She went from pre-med to pre-approvals and never looked back
Jennifer Guidry had to reinvent herself when she moved to Texas from California 12 years ago. She didn’t know anybody, she had no referrals at all, and she had to hit the streets.
Now a sales manager with First United Mortgage Corporation, Guidry experienced a culture shock when she moved to San Antonio. For starters, despite being the 7th largest city in the United States, Guidry found that it operated like a small town where everybody knows everybody, and it’s very hard for a newcomer to elbow in.
“It’s very cliquish here. In California, there were a lot of originators but people weren’t as closed-minded about working with new people. When I moved to San Antonio, the people that have been here for a long time, were like, 'who's this new girl?' It was very hard breaking into that world. ”
This was particularly true of the real estate community. She got in with a local builder by asking to take a look at the loans their current lender couldn’t do, and because she had a strong background in manual underwrites for FHA and VA loans—and since credit scores in San Antonio happen to be rather low—that’s where she found success and got her foot in the door.
She also found that she had to change how she did business. Growing up in New York, she was used to a fast pace and when she found herself now working in “the land of mañana,” she had to stress with her clients and partners that she wasn’t going to wait until tomorrow for some things. She learned how to serve the clients differently, to give deadlines and specific objectives, and set clear expectations. Everything started clicking when she changed the way she did things, and her business took off.
Moving to San Antonio wasn’t the first time Guidry had to start from scratch. After college, she had planned to go to medical school but after spending some time as a receptionist among mortgage originators, she had a change of heart and got her license.
“I started looking around and I’m like, ‘I could totally do this job,’” Guidry said. “I started doing loans after I got licensed, and I was really good at it. I ended up making the decision not to go to medical school. People thought I was insane—but they don’t think that now.”
2018 was the best year that Guidry ever had. She and her team closed close to 230 units for $81 million, almost $20 million more than she and her two assistants closed in 2016. She’s on track to have an even bigger year in 2019, having closed about $10 million a month so far this year—all without working nights or weekends.
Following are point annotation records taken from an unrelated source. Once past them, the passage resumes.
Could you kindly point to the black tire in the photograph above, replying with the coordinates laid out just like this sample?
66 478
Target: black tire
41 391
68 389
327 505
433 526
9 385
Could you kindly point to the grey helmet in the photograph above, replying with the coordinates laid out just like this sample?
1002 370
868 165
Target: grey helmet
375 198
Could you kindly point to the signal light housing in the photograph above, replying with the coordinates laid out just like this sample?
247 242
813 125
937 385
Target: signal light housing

Guidry is very firm with her clients and her referral sources when it comes to being off the clock, and she enforces those boundaries for herself and for her assistants. She started making an effort to reclaim her time a couple of years ago, and rather than negatively affecting her business she’s experienced the opposite; people respect her for it.
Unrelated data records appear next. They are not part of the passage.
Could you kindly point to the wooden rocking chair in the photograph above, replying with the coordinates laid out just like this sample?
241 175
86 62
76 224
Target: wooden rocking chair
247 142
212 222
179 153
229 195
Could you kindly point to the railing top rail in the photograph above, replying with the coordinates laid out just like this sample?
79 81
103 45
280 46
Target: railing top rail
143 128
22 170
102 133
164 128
“People who called you on the weekends and the people who called you at 8 o’clock at night, they’re time wasters. I hate to say that but basically you’re doing all this extra stuff for someone who doesn’t respect your time. It’s a level of respect thing for me,” she said.
Guidry has become an expert in her market, sorting mortgage fact from fiction on a local television station. Even though she doesn’t use her appearances as an advertisement, she has noticed that people respond to her educational segments, and she treats them as kind of a public service of sorts. She also uses conventional advertising to promote construction loans, which she takes great pleasure in providing.
“It’s such a cool process when you get these people that are so excited, and they bring their floor plans in and you’re helping them build their dream home, and that is like, I just love it. I love it, I love it.”
Although she says that San Antoni is "very much an in-person place" and she takes a lot of in-person applications, she’s made other areas of the process more efficient and consistent. The workload is divvied up according to the individual strengths of her assistants, and their daily meetings, shared pipeline, and time blocking keeps everyone on track. She’s learned that business is truly a pipeline, not a faucet that can be shut off and on depending on an originator’s needs in a given month. It needs to be worked on every single day, she said, and rather than focusing on the non-productive things that a lot of mortgage originators do, maintaining a healthy pipeline means consistently generating new business, even when things are flowing well.
And the best way to get business is to return calls and treat people with respect.
“Never look at a customer as a commission check. Give the best advice possible and listen,” Guidry said. “Don’t ever treat someone according to how much money you will make off of them. I would actually attribute the greatest part of my success to the fact that I truly love helping people and I treat them all with respect, whether they qualify or not.”